Is company culture a victim of remote working?
Agency life is famous for its work-hard, play-hard culture. Working all hours on a proposal is OK if you know the post-pitch agency drinks will be worth it or you’ll get a nice big ‘thank-you’ at the next all-staff meeting – right?
Company culture is important to employees; workers are more likely to enjoy work when their needs and values are consistent with their employers.
For the last 5 decades or more, agency leaders have banged the same drum about company culture, claiming that to achieve positive team comeraderie, a common sense of company purpose and a good dose of office frolics and banter, people need to be ‘bums on seats’ in the office. After all, doesn’t a great company culture in the most simplistic of terms, actually manifest as getting everyone to the pub at lunch time or out for an after-work beer? Yet with the new WFH protocol, even though more people are returning to the office, the new world is rarely seeing 100% of employees in the office at the same time. Instead companies are favouring a 2:3 home/office ratio or a flexible, remote work pattern, meaning the days of getting everyone down the pub or together for an all team meeting are pretty much a thing of the past.
When employees feel part of a company, its values and culture, they tend to be happier and more loyal. But remote working just isn’t conducive to building relationships outside of your immediate team, so people risk feeling siloed. The all-important quick chat at the coffee machine in the morning with the guy from finance or the banter in the stairwell with the team on the other floor, become impractical impossibilities. I for one know that the office chit-chat just doesn’t have the same zing on a glitchy zoom call.
But here’s the thing…on the whole remote working is working well. People feel they have a better work-life balance, no longer resenting the 1 hour commute and enjoying the flexibility that comes with being able to fit work around home commitments. Whilst the rigour of 9-5 office hours can blur a bit and I often find myself still glancing at the laptop to check for emails when I’m making dinner, that is a price people are happily making in return for getting a bit more balance and freedom in their lives. Indeed, company leaders tell us productivity rates have remained the same and in many instances have increased.

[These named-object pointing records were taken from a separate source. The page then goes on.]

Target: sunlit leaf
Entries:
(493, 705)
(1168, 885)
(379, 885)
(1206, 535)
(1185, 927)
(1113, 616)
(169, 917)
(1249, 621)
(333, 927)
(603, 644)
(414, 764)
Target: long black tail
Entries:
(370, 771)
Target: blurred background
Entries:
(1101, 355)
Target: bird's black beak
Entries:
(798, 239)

The Office of National Statistics have also said the UK’s sickness absence rate declined from 1.9% to 1.8% last year (2020) – the lowest level since its records began in 1995, when the rate was 3.1%.
So it appears company culture is in fact, the unidentified victim in this post COVID world. Therefore, internal comms teams, HR teams, Managing Directors and company leaders are having to work harder than ever before to ensure their company culture doesn’t dissolve. Keeping teams connected has never been more important OR more challenging. After reading many white papers on this topic and lots of really good (and really bad) ideas for keeping team spirit alive, here are my 5 favourites:
1) Fun chat channels – keep an agency social channel just for chat and banter – Whatsapp, Teams chat etc. The only rule is don’t talk office!

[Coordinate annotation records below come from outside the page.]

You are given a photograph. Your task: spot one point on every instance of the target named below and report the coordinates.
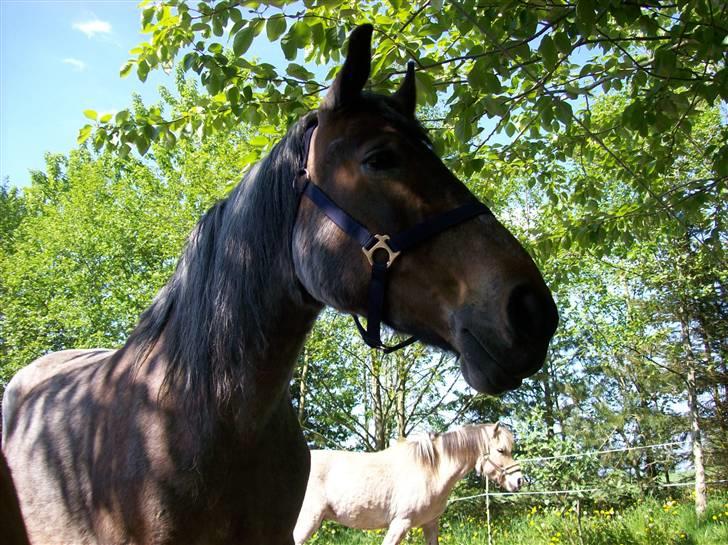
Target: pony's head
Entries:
(470, 288)
(497, 463)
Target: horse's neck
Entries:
(451, 469)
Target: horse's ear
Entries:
(354, 74)
(406, 95)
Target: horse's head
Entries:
(497, 463)
(467, 286)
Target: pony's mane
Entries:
(466, 442)
(210, 316)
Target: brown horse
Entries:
(12, 528)
(187, 434)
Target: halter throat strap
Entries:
(380, 250)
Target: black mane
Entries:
(210, 315)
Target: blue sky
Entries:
(58, 58)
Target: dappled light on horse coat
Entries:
(405, 486)
(186, 433)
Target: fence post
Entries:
(487, 508)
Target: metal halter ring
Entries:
(380, 245)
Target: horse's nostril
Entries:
(532, 314)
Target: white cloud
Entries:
(92, 27)
(78, 66)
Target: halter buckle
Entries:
(381, 244)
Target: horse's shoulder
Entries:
(48, 366)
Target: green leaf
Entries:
(126, 69)
(242, 40)
(491, 83)
(275, 27)
(720, 163)
(298, 71)
(84, 133)
(142, 144)
(143, 70)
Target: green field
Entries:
(652, 522)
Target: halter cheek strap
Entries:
(387, 247)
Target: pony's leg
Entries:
(431, 532)
(398, 528)
(306, 525)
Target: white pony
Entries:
(406, 485)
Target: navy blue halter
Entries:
(370, 244)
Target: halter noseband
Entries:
(392, 245)
(501, 471)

2) After-hour virtual socials – the vision of walking into our home office on a Friday afternoon and seeing my husband with 3 beers on his desk and a cowboy hat on playing beer pong, will stay with me forever.
3) Calendar dates – bring the entire company together once or twice a year for an our of office get-together. The annual office Xmas party alone, wont cut it anymore. People need to be brought together in companywide initiatives more frequently.
4) Communicate company values – traditionally these are saved for the team meetings and monthly all-agency gatherings. However now more than ever companies and agencies alike need to use every opportunity to communicate their values to their employees – plaster them on your website, back of the toilet door, team chat or employee handbook.
5) Upscale your tech – lastly, make sure you have the right systems and tech in place to make remote working smooth. If this means an employee allowance to upgrade their home laptops, do it.
When employees feel part of a company, its values and culture, they tend to be happier and more loyal.
Remote working is here to stay and company leaders need to work hard to ensure that team morale isn’t the COVID casualty.